If Tan’s vision aligns with Musk’s, then he’s clearly not trying to incubate a centrist revolution. No, this is a decidedly extreme brand of politics, though it’s not exactly innovative. Tech bros like Tan think they are reinventing whole systems, conjuring terms like “effective accelerationism” to describe their philosophy. But the ancient Greeks already put a name to their core ideas over 2,000 years ago. For example, there’s plutocracy, or rule by the wealthy, and autocracy, rule by dictatorship. More recently, Émile P. Torres and Timnit Gebru created the acronym TESCREAL (transhumanism, extropianism, singularitarianism, cosmism, Rationalism, Effective Altruism, and Longtermism) to describe the stack of esoteric beliefs behind the new tech ideology.
Even as Tan struggled to contain his tweet scandal, a new term emerged. “The behavior of these companies and the people who run them is often hypocritical, greedy, and status-obsessed,” wrote The Atlantic’s Adrienne LaFrance in a piece titled “The Rise of Techno-Authoritarianism.” “But underlying these venalities is something more dangerous, a clear and coherent ideology that is seldom called out for what it is: authoritarian technocracy.”
The same day, Axios published a piece branding the ideology under the label favored by Tan ally Marc Andreessen: “techno-optimism.” Axios described it as something embraced by “mostly rich, white, middle-aged men with tech jobs, companies or investment funds” who share an ideology of “unfettered free speech, pro-artificial intelligence, anti-mainstream media, and deep skepticism of DEI, political correctness, and elite consensus.”
“The techno-optimist movement is a backlash to a kind of exhausting constant naysaying, constant reaction of ‘this is bad and will only be bad,’” said Nellie Bowles, a San Francisco native whose 2022 essay, “How San Francisco Became a Failed City,” became an instant classic of the “S.F. doom” genre.
So, there’s no debate about whether this ideology exists.

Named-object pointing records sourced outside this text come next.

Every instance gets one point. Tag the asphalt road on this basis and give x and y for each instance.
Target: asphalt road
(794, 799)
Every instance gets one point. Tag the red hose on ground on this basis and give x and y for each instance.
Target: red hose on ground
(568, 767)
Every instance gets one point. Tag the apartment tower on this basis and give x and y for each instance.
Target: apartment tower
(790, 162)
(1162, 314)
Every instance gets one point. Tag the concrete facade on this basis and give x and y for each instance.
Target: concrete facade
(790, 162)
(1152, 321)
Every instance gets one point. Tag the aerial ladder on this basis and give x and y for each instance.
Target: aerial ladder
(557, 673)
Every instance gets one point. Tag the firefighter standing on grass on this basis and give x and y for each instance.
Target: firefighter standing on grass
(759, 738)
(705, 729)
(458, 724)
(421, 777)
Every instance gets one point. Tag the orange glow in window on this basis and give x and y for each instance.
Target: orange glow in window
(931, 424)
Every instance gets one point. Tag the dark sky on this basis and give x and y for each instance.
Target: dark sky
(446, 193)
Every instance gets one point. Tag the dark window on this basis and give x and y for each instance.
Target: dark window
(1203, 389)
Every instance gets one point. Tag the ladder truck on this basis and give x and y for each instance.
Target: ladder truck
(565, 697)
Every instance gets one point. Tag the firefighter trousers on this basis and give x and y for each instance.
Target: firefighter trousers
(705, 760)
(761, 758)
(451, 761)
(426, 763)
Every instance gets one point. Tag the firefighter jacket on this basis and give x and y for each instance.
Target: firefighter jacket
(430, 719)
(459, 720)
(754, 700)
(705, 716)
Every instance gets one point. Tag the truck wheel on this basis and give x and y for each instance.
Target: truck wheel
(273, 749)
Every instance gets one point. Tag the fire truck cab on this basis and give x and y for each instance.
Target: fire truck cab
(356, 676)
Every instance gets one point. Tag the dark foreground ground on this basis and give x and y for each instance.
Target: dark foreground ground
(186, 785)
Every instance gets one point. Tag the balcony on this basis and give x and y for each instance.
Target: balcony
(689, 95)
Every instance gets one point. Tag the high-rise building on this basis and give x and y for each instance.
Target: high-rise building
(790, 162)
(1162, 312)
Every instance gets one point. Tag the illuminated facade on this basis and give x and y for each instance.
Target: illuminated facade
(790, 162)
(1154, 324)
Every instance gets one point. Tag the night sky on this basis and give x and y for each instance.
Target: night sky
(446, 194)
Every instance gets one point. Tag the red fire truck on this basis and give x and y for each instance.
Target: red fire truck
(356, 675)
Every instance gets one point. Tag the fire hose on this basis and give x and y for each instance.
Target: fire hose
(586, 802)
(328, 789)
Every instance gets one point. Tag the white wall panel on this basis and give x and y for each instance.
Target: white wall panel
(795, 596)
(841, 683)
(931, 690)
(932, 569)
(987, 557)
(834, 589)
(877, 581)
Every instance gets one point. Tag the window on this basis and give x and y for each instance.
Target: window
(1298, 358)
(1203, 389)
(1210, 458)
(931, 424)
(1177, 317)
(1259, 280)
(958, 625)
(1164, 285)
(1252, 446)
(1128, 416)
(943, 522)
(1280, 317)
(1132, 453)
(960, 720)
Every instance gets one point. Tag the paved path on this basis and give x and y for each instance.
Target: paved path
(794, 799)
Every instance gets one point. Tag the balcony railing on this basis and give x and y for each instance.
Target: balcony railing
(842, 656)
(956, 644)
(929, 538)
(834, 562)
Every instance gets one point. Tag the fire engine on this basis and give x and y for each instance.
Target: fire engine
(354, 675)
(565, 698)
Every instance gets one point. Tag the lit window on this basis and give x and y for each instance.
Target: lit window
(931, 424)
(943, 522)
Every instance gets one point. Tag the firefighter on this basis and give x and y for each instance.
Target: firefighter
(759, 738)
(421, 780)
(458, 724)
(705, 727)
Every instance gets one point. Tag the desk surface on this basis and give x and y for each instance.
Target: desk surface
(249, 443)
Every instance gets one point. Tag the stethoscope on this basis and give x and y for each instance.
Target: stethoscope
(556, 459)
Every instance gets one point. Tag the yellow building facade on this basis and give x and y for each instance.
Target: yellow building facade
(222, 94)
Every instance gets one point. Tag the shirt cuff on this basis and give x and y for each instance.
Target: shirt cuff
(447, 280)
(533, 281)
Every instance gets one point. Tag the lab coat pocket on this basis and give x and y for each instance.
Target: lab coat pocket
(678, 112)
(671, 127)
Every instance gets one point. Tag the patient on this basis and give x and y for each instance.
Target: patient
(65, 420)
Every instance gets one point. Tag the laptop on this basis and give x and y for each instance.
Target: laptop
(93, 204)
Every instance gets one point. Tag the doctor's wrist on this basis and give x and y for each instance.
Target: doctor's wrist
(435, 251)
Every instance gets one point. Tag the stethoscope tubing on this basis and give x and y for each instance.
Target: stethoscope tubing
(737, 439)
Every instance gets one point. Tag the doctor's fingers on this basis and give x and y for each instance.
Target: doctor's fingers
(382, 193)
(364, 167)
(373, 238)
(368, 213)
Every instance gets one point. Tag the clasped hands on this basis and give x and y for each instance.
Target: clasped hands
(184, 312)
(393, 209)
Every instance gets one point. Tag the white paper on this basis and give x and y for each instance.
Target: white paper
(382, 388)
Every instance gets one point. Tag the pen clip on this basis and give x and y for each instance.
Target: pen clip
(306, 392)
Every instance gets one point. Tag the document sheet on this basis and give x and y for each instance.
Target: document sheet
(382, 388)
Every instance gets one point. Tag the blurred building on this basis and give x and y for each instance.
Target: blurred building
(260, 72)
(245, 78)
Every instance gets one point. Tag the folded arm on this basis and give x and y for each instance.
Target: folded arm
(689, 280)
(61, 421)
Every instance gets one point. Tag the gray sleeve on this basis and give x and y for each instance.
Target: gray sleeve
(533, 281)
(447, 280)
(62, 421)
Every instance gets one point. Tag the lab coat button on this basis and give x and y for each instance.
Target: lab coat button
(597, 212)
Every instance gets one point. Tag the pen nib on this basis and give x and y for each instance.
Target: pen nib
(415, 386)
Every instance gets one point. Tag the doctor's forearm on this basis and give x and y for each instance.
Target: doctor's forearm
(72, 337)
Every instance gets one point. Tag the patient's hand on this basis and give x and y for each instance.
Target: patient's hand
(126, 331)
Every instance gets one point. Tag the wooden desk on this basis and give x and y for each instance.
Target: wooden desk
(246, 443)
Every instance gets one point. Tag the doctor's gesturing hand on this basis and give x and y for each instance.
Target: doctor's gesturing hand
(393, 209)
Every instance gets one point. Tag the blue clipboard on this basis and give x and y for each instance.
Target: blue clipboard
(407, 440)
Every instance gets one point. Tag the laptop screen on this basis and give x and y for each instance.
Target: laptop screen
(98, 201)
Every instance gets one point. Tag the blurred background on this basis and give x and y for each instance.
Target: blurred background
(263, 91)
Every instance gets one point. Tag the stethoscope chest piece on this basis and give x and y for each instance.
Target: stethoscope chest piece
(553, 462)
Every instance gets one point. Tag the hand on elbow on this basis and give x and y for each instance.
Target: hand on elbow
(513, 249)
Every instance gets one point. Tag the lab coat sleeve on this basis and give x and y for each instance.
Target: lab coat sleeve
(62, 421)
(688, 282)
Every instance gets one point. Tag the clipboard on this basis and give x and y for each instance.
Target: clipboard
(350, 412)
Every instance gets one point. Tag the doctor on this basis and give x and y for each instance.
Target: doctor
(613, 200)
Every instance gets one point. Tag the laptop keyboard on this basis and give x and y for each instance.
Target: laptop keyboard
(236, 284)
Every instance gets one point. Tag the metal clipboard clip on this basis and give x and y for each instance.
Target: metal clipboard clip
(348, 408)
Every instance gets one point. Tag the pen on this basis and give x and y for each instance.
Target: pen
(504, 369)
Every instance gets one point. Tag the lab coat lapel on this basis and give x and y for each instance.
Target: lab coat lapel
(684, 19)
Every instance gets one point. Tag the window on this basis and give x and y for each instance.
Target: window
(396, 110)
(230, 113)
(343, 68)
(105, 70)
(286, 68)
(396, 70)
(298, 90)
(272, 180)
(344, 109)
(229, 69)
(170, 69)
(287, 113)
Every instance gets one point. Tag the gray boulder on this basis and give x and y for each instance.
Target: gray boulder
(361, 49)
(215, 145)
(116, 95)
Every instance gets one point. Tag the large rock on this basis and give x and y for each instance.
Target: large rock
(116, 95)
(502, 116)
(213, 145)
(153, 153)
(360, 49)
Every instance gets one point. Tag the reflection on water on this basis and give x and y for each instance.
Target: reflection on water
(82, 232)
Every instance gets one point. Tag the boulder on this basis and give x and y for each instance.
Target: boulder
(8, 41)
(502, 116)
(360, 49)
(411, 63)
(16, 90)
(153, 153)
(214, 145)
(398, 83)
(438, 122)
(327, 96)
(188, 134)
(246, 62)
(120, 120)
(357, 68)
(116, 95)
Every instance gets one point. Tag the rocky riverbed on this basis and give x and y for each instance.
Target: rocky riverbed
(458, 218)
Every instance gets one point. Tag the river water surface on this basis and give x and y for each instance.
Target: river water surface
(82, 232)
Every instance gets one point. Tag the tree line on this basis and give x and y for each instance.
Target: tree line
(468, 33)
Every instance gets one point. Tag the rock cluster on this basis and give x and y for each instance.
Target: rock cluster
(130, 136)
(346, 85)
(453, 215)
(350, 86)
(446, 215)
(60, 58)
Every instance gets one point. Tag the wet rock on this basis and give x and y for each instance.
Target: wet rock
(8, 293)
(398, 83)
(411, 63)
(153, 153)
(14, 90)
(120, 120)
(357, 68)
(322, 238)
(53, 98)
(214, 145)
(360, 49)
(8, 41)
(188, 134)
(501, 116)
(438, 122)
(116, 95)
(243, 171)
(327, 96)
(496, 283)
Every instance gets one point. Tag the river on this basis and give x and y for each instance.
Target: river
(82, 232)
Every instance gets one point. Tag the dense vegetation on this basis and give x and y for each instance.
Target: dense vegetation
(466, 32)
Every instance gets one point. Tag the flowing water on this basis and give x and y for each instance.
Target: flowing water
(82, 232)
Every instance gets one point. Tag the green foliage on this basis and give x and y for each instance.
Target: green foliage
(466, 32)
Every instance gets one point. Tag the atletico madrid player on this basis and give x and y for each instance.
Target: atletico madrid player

The question is what to call it, and how to describe its political orientation. For clarity, it helps to briefly examine some of the intertwined characters trying to circle-jerk this parallel world into being.
Let’s start with Bowles. Her celebrated article echoed the arguments in Michael Shellenberger’s “San Fransicko: How Progressives Ruin Cities” book and even featured the exact same anti-S.F. critics. Shellenberger, a former leftist P.R. expert who worked for socialist Venezuelan strongman Hugo Chávez before pivoting to right-wing causes, now serves as chair of politics, censorship and free speech at the newly formed University of Austin. This effort at a parallel academic institution was co-founded by The New York Times’ former conservative columnist Bari Weiss, Bowles’s wife. In 2022, after Musk put Weiss in charge of writing “The Twitter Files,” she recruited Shellenberger to help.
Shellenberger, who now poses as a journalist (with an incisive interest in demonizing fact-checkers and renewable energy), has become a Musk favorite. His error-riddled and conspiratorial writings—parallel journalism, a.k.a. disinformation—regularly go viral on X, earning him regular appearances in right-wing outlets like Fox, News Nation, the One America News Network, and the Epoch Times.
In 2022, before completing his public turn to the fever-swamp right, Shellenberger ran for governor of California as—drum roll—a moderate. He portrayed San Francisco’s ills as the natural result of Democratic governance. Altman, Tan’s predecessor at Y Combinator, donated the maximum of $32,400 to Shellenberger’s stunt campaign.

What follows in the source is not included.